Normal articular cartilage is composed of 3 layers: a superficial layer with collagen fibers arranged parallel to the cartilage surface, high collagen and water content, and low proteoglycan concentration; a middle zone with obliquely oriented collagen fibers, high proteoglycan content, and lower collagen and water volumes than the superficial layer; and a deep zone with densely packed collagen fibers oriented perpendicular to the articular surface, the highest proteoglycan content, and lowest water concentration.
T2 relaxation times are sensitive to the interaction between collagen and water molecules and can be mapped to show the layered architecture of cartilage. In normal cartilage, T2 mapping reveals a zonal gradation with low signal intensity in the deep layer that increases in the intermediate and superficial layers. T2 signal increases with disruption of this highly organized structure and the increased water content that occurs with cartilage degeneration. Interpretation of T2 results can be complicated by competing tissue factors and structural responses to loading. T2* mapping has shorter acquisition time and the capacity for 3D imaging; however, it is more susceptible to artifacts at the bone-cartilage interface and from foreign body particles.
One of the first events in cartilage degeneration is loss of proteoglycan content, which is not detected on T2 images. Thus, T2 mapping is not sensitive to early stages of OA. T1rho is a technique that is responsive to changes in the collagen structure and water content, as well as proteoglycan concentration. However, similar to T2, because T1rho is influenced by alterations in various components, the competing effects make accurate interpretation of T1rho values difficult and prone to error.

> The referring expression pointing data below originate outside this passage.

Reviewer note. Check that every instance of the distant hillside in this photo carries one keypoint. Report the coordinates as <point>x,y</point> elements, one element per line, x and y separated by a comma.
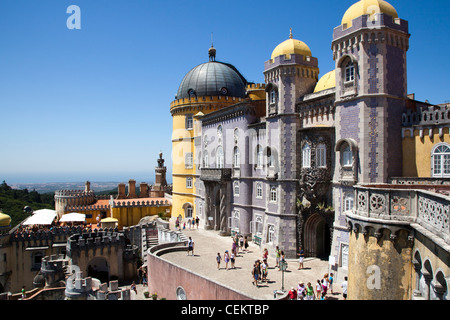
<point>13,201</point>
<point>51,187</point>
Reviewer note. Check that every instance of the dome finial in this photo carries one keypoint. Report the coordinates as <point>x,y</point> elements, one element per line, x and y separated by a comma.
<point>212,50</point>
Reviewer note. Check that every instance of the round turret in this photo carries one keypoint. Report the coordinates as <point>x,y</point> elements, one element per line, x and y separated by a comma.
<point>368,7</point>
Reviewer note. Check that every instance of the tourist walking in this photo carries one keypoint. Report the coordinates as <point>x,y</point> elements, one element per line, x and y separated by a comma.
<point>325,284</point>
<point>265,255</point>
<point>344,287</point>
<point>330,283</point>
<point>218,260</point>
<point>264,271</point>
<point>318,289</point>
<point>301,255</point>
<point>245,243</point>
<point>301,291</point>
<point>226,258</point>
<point>232,260</point>
<point>133,287</point>
<point>256,272</point>
<point>191,245</point>
<point>277,257</point>
<point>310,292</point>
<point>292,294</point>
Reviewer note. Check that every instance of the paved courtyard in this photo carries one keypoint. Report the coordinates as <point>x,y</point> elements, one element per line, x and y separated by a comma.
<point>208,243</point>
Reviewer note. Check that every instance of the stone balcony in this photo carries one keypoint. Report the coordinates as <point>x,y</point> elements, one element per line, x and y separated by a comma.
<point>401,206</point>
<point>215,174</point>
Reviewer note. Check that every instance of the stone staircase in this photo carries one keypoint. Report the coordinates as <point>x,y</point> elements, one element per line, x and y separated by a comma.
<point>149,239</point>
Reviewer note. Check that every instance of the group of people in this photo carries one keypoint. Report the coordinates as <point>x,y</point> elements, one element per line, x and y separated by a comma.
<point>191,223</point>
<point>239,243</point>
<point>319,292</point>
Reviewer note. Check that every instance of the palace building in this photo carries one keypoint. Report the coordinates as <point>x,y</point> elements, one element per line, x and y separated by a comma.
<point>326,163</point>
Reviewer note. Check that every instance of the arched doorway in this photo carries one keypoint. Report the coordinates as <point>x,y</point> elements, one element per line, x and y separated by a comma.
<point>317,238</point>
<point>98,268</point>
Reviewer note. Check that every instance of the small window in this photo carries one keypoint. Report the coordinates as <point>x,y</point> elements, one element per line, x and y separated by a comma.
<point>270,158</point>
<point>273,194</point>
<point>259,156</point>
<point>220,158</point>
<point>259,191</point>
<point>206,160</point>
<point>189,182</point>
<point>236,189</point>
<point>236,157</point>
<point>189,122</point>
<point>270,233</point>
<point>440,160</point>
<point>347,156</point>
<point>321,160</point>
<point>349,202</point>
<point>189,160</point>
<point>188,211</point>
<point>349,72</point>
<point>273,96</point>
<point>306,156</point>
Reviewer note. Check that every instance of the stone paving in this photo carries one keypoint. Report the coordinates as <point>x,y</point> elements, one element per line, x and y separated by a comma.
<point>208,243</point>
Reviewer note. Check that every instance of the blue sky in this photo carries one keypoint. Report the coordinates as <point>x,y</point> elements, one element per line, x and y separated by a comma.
<point>94,103</point>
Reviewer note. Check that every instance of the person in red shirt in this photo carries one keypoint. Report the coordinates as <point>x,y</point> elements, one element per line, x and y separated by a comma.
<point>292,294</point>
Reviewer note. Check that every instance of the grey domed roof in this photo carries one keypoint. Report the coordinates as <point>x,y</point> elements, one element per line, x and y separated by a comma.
<point>212,79</point>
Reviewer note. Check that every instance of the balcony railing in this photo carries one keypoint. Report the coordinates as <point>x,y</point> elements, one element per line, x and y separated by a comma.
<point>428,209</point>
<point>215,174</point>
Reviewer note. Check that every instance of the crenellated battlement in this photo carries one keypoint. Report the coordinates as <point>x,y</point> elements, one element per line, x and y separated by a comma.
<point>97,238</point>
<point>204,99</point>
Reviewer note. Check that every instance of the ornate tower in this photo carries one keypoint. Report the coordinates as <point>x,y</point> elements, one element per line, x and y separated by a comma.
<point>291,73</point>
<point>369,50</point>
<point>206,88</point>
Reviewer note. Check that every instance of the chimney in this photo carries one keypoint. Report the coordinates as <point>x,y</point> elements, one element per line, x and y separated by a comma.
<point>131,189</point>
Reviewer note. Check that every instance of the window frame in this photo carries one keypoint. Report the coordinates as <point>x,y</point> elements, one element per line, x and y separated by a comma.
<point>189,182</point>
<point>444,156</point>
<point>321,155</point>
<point>273,194</point>
<point>306,155</point>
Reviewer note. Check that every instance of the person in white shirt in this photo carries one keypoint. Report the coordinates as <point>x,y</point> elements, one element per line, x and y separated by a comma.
<point>344,286</point>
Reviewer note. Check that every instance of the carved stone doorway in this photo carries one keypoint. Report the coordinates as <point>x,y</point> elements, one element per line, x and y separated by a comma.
<point>317,237</point>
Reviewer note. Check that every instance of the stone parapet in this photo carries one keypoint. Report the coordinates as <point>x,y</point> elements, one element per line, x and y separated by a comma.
<point>394,208</point>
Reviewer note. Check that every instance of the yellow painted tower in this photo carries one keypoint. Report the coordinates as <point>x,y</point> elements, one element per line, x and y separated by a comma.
<point>206,88</point>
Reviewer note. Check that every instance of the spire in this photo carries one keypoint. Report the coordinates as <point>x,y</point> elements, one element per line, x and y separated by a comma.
<point>212,50</point>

Of the available biochemical MRI modalities, dGEMRIC has been most widely studied in clinical settings, particularly the hip. This method takes advantage of the highly negatively charged glycosaminoglycan (GAG) molecules that comprise the proteoglycan component of cartilage. With loss of proteoglycan in early OA, there is a decrease in charge density that can be measured by a mobile ion probe, such as gadolinium pentetate (Gd-DTPA 2- ). The technique involves injection of intravenous contrast material and then MRI imaging after a delay of 30 minutes to allow time for contrast penetration into the articular cartilage. This method yields an indirect arthrogram in addition to enhancement of articular cartilage that can be quantitatively measured for GAG content after T1 mapping ( Fig. 13 ). Kim and colleagues found that dGEMRIC measures correlate with pain and the severity of acetabular dysplasia and may be an early indicator of OA in this population. Subsequent work showed that the dGEMRIC index was the most important predictor of early outcome after periacetabular osteotomy compared with standard MRI, radiographs, and clinical measures. This modality is sensitive to early cartilage deterioration and has been used to delineate patterns of articular damage in FAI, Perthes disease, and SCFE. Both hips can be imaged with one intravenous contrast injection, which is beneficial in disease entities that are often bilateral, such as dysplasia and FAI. The primary drawback of dGEMRIC is the risk associated with gadolinium injection, which requires caution in patients with renal impairment.